A ban on ethnic studies in Tucson, Ariz., and a resistance to teaching climate change as an accepted body of knowledge in certain school districts around the country raise a broader question.
Are their pieces of history or parts of science that are simply too hot to handle in a classroom, where active debate may get away from the truth while consensus on what to teach may be hard to find.
Jonathan Zimmerman, chairman of the history and education department at New York University, said there have always been difficult subjects to teach in American classrooms — but those subjects have changed over time.
“In mainstream American history textbooks, before the 1960s, slavery was either omitted, or, in the worst case, was depicted as a beneficent institution developed by white people to civilize barbaric Africans,” he said. “It was only because of protests against those books, mainly by African-American organizations, that textbooks started to address slavery.”
African-Americans actually had to resort to making their own textbooks, especially for segregated black schools, that more accurately depicted what slavery was and how it came to be outlawed.
Or take Andrew Jackson, the man depicted on the $20 bill and revered by people like Newt Gingrich. If you look at his legacy, however, you see a president who suspended the U.S. Constitution, thumbed his nose at the Supreme Court and was responsible for developing the tactics used to exterminate millions of Native Americans. But none of that is taught in classrooms.
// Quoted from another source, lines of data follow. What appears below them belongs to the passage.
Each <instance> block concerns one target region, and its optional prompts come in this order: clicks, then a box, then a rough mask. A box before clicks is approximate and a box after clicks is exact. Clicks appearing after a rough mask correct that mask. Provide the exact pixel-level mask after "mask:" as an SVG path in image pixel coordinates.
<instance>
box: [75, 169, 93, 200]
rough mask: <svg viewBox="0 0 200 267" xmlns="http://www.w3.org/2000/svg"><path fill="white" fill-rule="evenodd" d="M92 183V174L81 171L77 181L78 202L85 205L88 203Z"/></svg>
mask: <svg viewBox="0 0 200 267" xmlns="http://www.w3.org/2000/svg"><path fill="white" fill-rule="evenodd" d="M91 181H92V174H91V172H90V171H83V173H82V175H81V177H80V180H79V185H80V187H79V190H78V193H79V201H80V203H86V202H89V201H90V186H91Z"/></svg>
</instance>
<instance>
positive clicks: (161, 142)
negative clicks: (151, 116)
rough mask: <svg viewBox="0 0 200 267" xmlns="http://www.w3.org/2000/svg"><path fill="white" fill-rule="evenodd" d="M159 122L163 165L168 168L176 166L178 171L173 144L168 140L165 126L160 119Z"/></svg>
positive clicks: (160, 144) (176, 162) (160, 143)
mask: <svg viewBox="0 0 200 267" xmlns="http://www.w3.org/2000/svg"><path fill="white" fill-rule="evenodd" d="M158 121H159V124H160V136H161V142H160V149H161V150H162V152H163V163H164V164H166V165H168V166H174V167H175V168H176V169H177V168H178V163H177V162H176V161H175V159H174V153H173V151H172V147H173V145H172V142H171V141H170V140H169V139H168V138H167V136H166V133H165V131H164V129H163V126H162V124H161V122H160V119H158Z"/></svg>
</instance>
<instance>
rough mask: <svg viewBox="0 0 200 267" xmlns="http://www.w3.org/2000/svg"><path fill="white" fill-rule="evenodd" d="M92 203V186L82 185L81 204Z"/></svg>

“It would be difficult, but that doesn’t mean we can wash our hands of it,” Zimmerman said. “(Jackson) is an extraordinarily complex figure. He was really one of the critical figures in creating what became the Democratic Party. He was very much a populist figure.”
And that complexity, his strengths and weaknesses, need to be shared with our kids. But it’s not — because that would mean, Zimmerman said, admitting to students that adults disagree about the legacy of Jackson.
And sometimes, dealing with the layers of historical figure can mean it’s harder to actually teach a lesson. So, often, subjects are punted for a later grade.
“It’s not easy to deal with these tensions. Obviously, they’re emotional. Often the cut to the core of whatever racial or ethnic identity we’ve adopted,” Zimmerman said.
Zimmerman also said that society’s moves to limit teacher’s free speech rights in the classroom make it harder for them to feel comfortable grappling with sensitive topics.
“We really don’t have a K-12 tradition of academic freedom,” Zimmerman said. “But that’s not to say we shouldn’t be fighting for it.”
Or take the decision by the United States to drop an atomic bomb on Hiroshima and Nagasaki — the only time nuclear weapons have been used in war.
The criticisms of that decision, including all of the civilians who were killed, are often not taught in American classrooms, choosing instead to view it as a way that the United States saved the lives of its own soldiers as well as Japanese civilians, who would have been killed in an invasion.
“There’s an enormous historical debate about the validity of that statement,” Zimmerman said. “But I’m not saying that’s wrong. The problem is we teach it as right.”
Zimmerman said when he taught the lesson in the 1980s in a high school, he shared with his students passages from Japanese and Soviet textbooks, to compare to the American version.
To this day, he said, he hears from students who remember that tactic — and how different it was from most of how they learned.